Er betonte noch einmal, dass AstraZeneca trotz allem ein sehr guter Impfstoff sei. Ob sein Appell wirkt? Nach dem Impfstoff-Stopp vor zwei Wochen hielt die Skepsis nicht lange an. Zumindest in den Impfzentren in Berlin waren die meisten Impftermine auch mit dem Vakzin von AstraZeneca zu Beginn der Woche allesamt wieder belegt.

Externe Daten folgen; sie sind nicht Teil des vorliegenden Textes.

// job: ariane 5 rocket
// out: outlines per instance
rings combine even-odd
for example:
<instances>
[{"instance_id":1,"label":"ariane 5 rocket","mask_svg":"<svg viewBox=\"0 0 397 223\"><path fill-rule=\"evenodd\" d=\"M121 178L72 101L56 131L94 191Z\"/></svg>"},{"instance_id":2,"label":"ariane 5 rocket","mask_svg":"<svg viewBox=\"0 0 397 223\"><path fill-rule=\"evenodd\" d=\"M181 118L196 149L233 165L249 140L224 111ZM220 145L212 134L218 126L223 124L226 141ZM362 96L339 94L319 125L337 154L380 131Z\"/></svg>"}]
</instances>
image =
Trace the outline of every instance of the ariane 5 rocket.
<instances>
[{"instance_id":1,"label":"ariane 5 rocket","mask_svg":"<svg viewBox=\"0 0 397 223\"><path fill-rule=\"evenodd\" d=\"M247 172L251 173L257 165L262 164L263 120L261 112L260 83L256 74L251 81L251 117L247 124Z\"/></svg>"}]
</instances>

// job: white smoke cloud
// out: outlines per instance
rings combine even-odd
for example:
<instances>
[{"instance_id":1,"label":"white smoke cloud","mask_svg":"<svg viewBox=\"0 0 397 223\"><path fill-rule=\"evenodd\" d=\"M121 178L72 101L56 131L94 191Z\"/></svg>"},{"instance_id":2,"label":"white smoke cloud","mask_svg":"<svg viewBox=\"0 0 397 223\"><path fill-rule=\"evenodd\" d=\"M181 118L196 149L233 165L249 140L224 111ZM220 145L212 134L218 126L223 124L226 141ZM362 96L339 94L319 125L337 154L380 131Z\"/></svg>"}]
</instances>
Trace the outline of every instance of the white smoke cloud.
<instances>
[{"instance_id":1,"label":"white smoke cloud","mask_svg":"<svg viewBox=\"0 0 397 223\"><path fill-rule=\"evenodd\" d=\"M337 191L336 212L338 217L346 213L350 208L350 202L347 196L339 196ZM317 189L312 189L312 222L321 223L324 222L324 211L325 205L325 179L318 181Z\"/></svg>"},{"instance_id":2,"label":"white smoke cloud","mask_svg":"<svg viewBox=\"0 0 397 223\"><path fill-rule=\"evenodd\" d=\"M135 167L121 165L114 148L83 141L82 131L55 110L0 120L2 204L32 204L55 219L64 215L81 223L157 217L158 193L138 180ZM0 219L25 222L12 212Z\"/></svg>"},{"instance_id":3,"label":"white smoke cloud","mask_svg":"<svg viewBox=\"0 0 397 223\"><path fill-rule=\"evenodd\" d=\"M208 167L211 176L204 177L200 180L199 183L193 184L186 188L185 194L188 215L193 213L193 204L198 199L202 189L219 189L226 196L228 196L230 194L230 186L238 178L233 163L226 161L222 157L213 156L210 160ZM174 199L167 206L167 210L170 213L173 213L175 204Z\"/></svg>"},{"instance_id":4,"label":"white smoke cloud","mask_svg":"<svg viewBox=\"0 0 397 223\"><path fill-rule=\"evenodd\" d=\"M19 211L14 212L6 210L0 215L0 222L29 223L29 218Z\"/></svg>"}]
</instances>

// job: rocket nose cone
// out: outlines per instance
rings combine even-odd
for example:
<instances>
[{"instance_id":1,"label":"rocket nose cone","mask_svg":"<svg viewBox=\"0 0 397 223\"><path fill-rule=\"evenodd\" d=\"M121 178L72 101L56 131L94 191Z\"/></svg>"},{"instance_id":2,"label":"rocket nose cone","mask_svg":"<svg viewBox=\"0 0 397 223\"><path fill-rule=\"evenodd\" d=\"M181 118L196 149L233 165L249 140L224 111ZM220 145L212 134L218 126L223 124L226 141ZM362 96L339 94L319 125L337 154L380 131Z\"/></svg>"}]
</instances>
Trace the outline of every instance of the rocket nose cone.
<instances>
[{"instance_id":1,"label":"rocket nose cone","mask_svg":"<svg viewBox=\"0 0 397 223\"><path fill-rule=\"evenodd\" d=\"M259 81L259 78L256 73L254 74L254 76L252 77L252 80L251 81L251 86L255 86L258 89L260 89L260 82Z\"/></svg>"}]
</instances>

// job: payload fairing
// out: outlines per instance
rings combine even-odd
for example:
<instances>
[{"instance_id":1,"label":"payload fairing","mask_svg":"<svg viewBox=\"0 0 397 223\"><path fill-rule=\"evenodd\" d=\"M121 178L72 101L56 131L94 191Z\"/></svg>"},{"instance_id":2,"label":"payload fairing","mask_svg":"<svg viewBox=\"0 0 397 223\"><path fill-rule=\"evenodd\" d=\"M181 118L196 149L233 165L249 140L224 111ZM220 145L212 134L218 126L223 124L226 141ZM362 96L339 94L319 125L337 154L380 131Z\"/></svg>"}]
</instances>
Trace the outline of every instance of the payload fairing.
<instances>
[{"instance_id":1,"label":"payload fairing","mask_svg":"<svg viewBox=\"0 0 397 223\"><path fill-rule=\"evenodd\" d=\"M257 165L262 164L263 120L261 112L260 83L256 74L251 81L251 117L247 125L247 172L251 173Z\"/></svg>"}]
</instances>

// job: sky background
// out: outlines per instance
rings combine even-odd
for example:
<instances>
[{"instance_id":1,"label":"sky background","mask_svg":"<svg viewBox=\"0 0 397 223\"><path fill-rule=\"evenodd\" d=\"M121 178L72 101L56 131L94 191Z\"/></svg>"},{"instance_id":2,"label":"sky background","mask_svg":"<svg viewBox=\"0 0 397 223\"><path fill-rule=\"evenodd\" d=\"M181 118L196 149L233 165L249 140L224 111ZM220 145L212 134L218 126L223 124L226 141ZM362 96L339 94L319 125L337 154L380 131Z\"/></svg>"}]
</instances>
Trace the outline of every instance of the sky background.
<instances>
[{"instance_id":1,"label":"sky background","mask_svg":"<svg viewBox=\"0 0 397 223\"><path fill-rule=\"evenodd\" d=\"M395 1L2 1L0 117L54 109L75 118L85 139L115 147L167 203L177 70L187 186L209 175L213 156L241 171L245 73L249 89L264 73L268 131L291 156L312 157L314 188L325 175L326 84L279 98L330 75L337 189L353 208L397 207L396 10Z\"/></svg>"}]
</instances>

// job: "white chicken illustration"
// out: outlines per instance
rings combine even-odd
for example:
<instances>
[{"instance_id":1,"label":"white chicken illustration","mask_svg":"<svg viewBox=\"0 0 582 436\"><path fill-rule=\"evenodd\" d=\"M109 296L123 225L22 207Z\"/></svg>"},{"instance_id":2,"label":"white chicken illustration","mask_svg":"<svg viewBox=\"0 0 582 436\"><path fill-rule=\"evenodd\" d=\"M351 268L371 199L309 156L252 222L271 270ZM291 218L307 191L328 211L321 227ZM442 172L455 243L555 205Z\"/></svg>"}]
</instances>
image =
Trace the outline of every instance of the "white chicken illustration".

Spahn rechnet denn auch nicht mit einer Verzögerung der Impfkampagne. Stand 22. März haben die Hersteller fürs zweite Quartal rund 70 Millionen Dosen zugesagt: 40,2 Millionen sollen von Biontech/Pfizer kommen, 6,4 Millionen von Moderna, rund 10 Millionen von Johnson & Johnson. 12 bis 15 Millionen hat AstraZeneca zugesagt.

Selbst wenn Impfwillige das Vakzin von AstraZeneca in großer Zahl verweigern, dürfte der Zeitplan der Bundesregierung, bis September jedem Bundesbürger ein Impfangebot gemacht zu haben, klappen. Vor zwei Wochen wusste sie noch gar nicht, ob Johnson & Johnson im zweiten Quartal überhaupt liefern wird. Allein das würde den Ausfall von AstraZeneca mehr als wettmachen.

Lauterbach plädiert dafür, im zweiten Quartal erst mal nur eine Dosis zu geben. Die zweite Impfung könne man ins dritte Quartal schieben. Auf diese Weise wäre bis Ende Juni jeder Impfwillige in Deutschland mindestens einmal geimpft. Die zweite Dosis könne auf das dritte Quartal verschoben werden. Die Erstimpfung verhindere bereits fast immer Todesfälle und Krankenhaus-Einweisungen, lautet seine ­Begründung. Und darauf komme es schließlich an.